Conclusion : De l’Esprit comme grand récit vers la multiplicité des narratifs du capitalisme

La notion « d’Esprit » tend à penser les choses du coté de grand récits structuraux. Dans son article « Pragmatique de la valeur et structures de la marchandise » Luc Boltanski, les décrits ainsi :


« C’est à propos d’une tout autre perspective que l’on peut parler de structuralisme systémique. Par ce terme, je désignerai les constructions qui font appel à des configurations de contraintes dont l’interaction, dans un espace global et sur de longues périodes, engendre un champ de forces. Considérées d’un point de vue dynamique, ces contraintes s’enchaînent de façon causale et prennent la forme de processus plus ou moins irréversibles et auto-entretenus, c’est-à-dire de systèmes, dont l’approche structurale a été particulièrement développée par Niklas Luhmann . Dans la pratique de la recherche, ces contraintes sont souvent identifiées en référence à des entités supra-individuelles telles que des États ou
des régimes économiques, comme c’est le cas lorsqu’il est fait référence – par exemple chez Immanuel Wallerstein  ou Giovanni Arrighi –, à la « dynamique du capitalisme », une expression évoquant immédiatement l’œuvre de Fernand Braudel . L’étude de leurs agencements et celle de leurs effets prennent généralement la forme de « grands récits ». »

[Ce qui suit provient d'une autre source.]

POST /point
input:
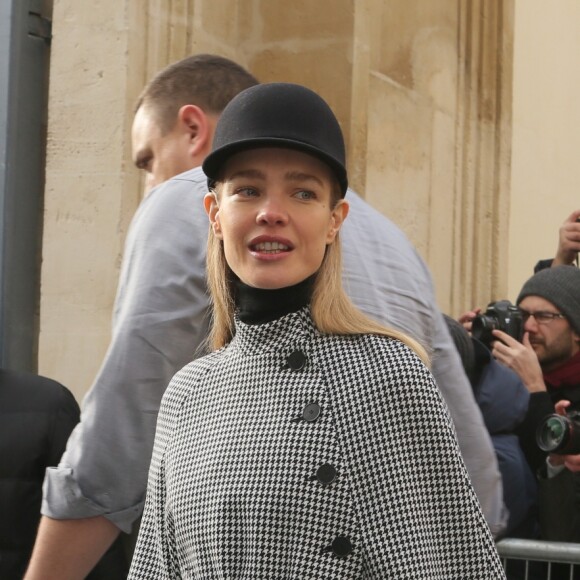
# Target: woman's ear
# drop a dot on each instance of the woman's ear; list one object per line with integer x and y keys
{"x": 337, "y": 218}
{"x": 212, "y": 209}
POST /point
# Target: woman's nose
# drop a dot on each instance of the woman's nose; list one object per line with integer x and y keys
{"x": 272, "y": 212}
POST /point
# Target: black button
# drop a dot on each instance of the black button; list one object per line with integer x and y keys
{"x": 341, "y": 546}
{"x": 311, "y": 412}
{"x": 326, "y": 474}
{"x": 297, "y": 360}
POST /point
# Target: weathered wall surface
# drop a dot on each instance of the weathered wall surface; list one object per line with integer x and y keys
{"x": 423, "y": 91}
{"x": 546, "y": 136}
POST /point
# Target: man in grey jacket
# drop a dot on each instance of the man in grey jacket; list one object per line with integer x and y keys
{"x": 160, "y": 323}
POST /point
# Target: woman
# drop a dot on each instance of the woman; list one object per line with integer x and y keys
{"x": 313, "y": 443}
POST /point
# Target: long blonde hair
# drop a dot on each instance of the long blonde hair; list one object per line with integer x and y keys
{"x": 332, "y": 310}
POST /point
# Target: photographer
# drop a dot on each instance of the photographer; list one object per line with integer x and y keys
{"x": 548, "y": 361}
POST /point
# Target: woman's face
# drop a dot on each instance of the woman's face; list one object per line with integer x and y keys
{"x": 275, "y": 215}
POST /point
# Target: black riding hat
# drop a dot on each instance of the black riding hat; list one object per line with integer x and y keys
{"x": 278, "y": 115}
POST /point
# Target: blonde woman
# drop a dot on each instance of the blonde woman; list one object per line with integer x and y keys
{"x": 313, "y": 443}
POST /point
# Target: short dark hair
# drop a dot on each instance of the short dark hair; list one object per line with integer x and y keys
{"x": 206, "y": 80}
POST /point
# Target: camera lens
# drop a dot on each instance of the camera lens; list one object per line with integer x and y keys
{"x": 553, "y": 433}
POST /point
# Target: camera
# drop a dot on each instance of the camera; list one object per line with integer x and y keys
{"x": 560, "y": 434}
{"x": 501, "y": 315}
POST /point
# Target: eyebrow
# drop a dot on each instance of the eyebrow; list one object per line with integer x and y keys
{"x": 288, "y": 176}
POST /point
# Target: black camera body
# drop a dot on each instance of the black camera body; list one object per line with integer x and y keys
{"x": 560, "y": 434}
{"x": 501, "y": 315}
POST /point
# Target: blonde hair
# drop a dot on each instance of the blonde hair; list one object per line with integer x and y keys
{"x": 332, "y": 310}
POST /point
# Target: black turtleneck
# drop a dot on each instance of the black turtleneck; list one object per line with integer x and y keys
{"x": 256, "y": 305}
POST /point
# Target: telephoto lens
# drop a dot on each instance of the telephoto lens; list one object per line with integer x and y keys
{"x": 559, "y": 434}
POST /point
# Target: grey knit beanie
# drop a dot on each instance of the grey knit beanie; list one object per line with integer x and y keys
{"x": 561, "y": 287}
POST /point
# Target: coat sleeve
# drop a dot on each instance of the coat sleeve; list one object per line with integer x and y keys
{"x": 160, "y": 323}
{"x": 419, "y": 516}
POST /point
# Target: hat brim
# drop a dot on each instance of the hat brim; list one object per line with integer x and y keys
{"x": 216, "y": 160}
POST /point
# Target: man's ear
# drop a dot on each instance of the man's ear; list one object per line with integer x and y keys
{"x": 199, "y": 128}
{"x": 212, "y": 209}
{"x": 337, "y": 218}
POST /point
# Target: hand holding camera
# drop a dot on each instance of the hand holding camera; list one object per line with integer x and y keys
{"x": 569, "y": 240}
{"x": 501, "y": 329}
{"x": 559, "y": 434}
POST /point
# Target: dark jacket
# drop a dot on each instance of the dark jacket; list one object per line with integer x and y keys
{"x": 36, "y": 417}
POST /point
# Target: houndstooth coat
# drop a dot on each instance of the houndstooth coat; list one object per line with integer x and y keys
{"x": 294, "y": 455}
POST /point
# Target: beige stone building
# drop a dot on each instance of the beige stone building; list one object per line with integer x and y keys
{"x": 461, "y": 119}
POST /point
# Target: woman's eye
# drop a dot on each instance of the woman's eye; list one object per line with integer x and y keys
{"x": 246, "y": 192}
{"x": 305, "y": 195}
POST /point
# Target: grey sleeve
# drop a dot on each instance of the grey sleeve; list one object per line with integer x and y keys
{"x": 160, "y": 322}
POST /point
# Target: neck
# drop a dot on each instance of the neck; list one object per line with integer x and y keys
{"x": 256, "y": 305}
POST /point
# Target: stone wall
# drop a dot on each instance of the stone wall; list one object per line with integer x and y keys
{"x": 423, "y": 90}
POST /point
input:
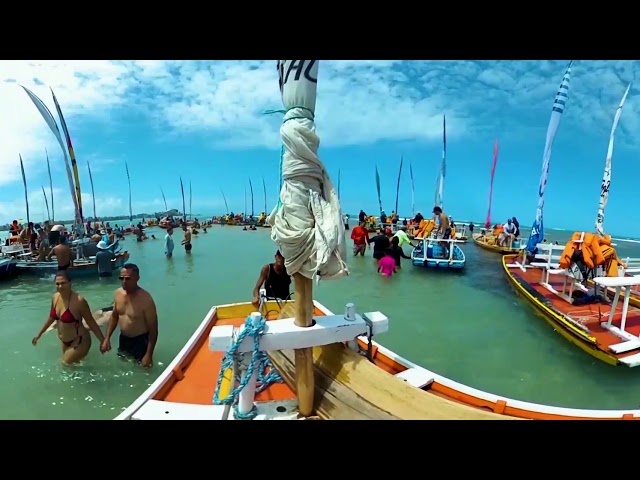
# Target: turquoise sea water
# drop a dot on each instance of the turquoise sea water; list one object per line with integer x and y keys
{"x": 468, "y": 326}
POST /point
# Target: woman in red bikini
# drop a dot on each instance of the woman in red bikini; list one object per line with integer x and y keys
{"x": 68, "y": 308}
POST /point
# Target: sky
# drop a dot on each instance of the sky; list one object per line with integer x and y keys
{"x": 204, "y": 121}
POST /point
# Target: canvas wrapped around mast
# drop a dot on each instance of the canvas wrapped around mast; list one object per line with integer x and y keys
{"x": 307, "y": 226}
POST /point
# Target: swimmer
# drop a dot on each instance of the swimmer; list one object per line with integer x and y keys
{"x": 187, "y": 239}
{"x": 68, "y": 308}
{"x": 134, "y": 311}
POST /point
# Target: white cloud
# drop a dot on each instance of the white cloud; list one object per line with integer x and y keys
{"x": 359, "y": 102}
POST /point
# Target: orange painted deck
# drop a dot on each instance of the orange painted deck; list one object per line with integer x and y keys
{"x": 192, "y": 376}
{"x": 195, "y": 380}
{"x": 591, "y": 315}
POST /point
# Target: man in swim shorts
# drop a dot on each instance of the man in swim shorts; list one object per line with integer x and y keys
{"x": 134, "y": 311}
{"x": 187, "y": 238}
{"x": 168, "y": 243}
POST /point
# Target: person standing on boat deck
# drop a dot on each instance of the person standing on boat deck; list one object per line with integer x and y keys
{"x": 63, "y": 253}
{"x": 508, "y": 233}
{"x": 187, "y": 238}
{"x": 275, "y": 279}
{"x": 396, "y": 252}
{"x": 134, "y": 311}
{"x": 386, "y": 265}
{"x": 360, "y": 237}
{"x": 104, "y": 259}
{"x": 444, "y": 229}
{"x": 68, "y": 308}
{"x": 168, "y": 243}
{"x": 380, "y": 244}
{"x": 402, "y": 237}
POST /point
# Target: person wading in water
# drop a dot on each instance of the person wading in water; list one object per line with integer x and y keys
{"x": 275, "y": 279}
{"x": 187, "y": 239}
{"x": 68, "y": 308}
{"x": 134, "y": 311}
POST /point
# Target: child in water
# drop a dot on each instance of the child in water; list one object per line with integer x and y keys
{"x": 387, "y": 265}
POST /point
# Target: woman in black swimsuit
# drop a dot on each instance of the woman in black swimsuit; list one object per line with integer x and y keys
{"x": 68, "y": 308}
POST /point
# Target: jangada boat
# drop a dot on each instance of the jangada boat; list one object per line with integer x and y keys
{"x": 430, "y": 253}
{"x": 349, "y": 384}
{"x": 84, "y": 267}
{"x": 489, "y": 242}
{"x": 608, "y": 331}
{"x": 295, "y": 359}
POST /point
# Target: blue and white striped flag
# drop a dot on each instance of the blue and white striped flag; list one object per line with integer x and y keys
{"x": 537, "y": 230}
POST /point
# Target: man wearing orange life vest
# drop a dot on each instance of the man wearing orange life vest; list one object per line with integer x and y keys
{"x": 360, "y": 237}
{"x": 444, "y": 228}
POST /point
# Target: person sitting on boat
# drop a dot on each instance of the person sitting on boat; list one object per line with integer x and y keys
{"x": 168, "y": 243}
{"x": 275, "y": 280}
{"x": 14, "y": 229}
{"x": 63, "y": 253}
{"x": 26, "y": 234}
{"x": 380, "y": 244}
{"x": 104, "y": 259}
{"x": 134, "y": 311}
{"x": 68, "y": 308}
{"x": 402, "y": 237}
{"x": 444, "y": 229}
{"x": 517, "y": 224}
{"x": 396, "y": 252}
{"x": 387, "y": 265}
{"x": 508, "y": 233}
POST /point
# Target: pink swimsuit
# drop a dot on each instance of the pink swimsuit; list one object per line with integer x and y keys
{"x": 387, "y": 266}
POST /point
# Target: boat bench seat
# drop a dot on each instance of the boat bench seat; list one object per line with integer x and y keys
{"x": 416, "y": 377}
{"x": 545, "y": 264}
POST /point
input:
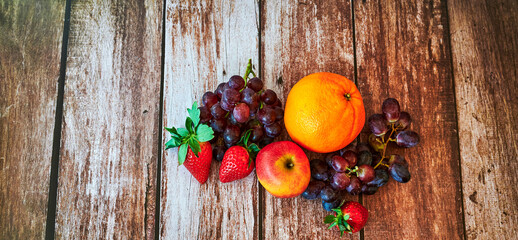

Mais avant même de constituer un nouvel Esprit, le capitalisme va être traversé au sein de ses grands récits par l’usage de micro-récits : les narratifs. Même si les narratifs participent en partie aux grands récits, ils ont aussi leur propres autonomies quand il s’agit de franchir des seuils. Si les grands récits sont de l’ordre d’une structure systémique, les narratifs se rapprocheraient d’une approche pragmatique. Dans le cas de la marchandise Luc Boltanski dans son article montre comment approche structurale et pragmatique s’articulent :


« Le style pragmatiste, en orientant l'attention vers la pluralité des perspectives, l'ambivalence des attachements, le caractère situé des actions, la plasticité des qualifications et des conventions, ou les conflits d'interprétation, a mis l'accent sur ce que les dispositifs sociaux qui assurent la maintenance de la réalité doivent encore à l'incertitude qu'ils prétendent résorber et qui ne cesse pourtant de les environner. Or ces dispositifs, confrontés à l'incertitude, ne se reproduisent qu'au prix de déplacements et de transformations  ; plongés dans différents contextes temporels ou spatiaux, ils paraissent ainsi se dissoudre en des réalités incommensurables, voire incompatibles. C'est précisément l'une des raisons pour lesquelles l'approche structurale, parce qu'elle se détache des propriétés substantielles au profit des relations, se révèle être l'outil le plus efficace pour suivre ces dispositifs, en dégager la persistance et, par delà les métamorphoses, en proposer une généalogie  ; c'est-à-dire aussi, sur un autre plan, renvoyer dos à dos le relativisme et l’essentialisme. »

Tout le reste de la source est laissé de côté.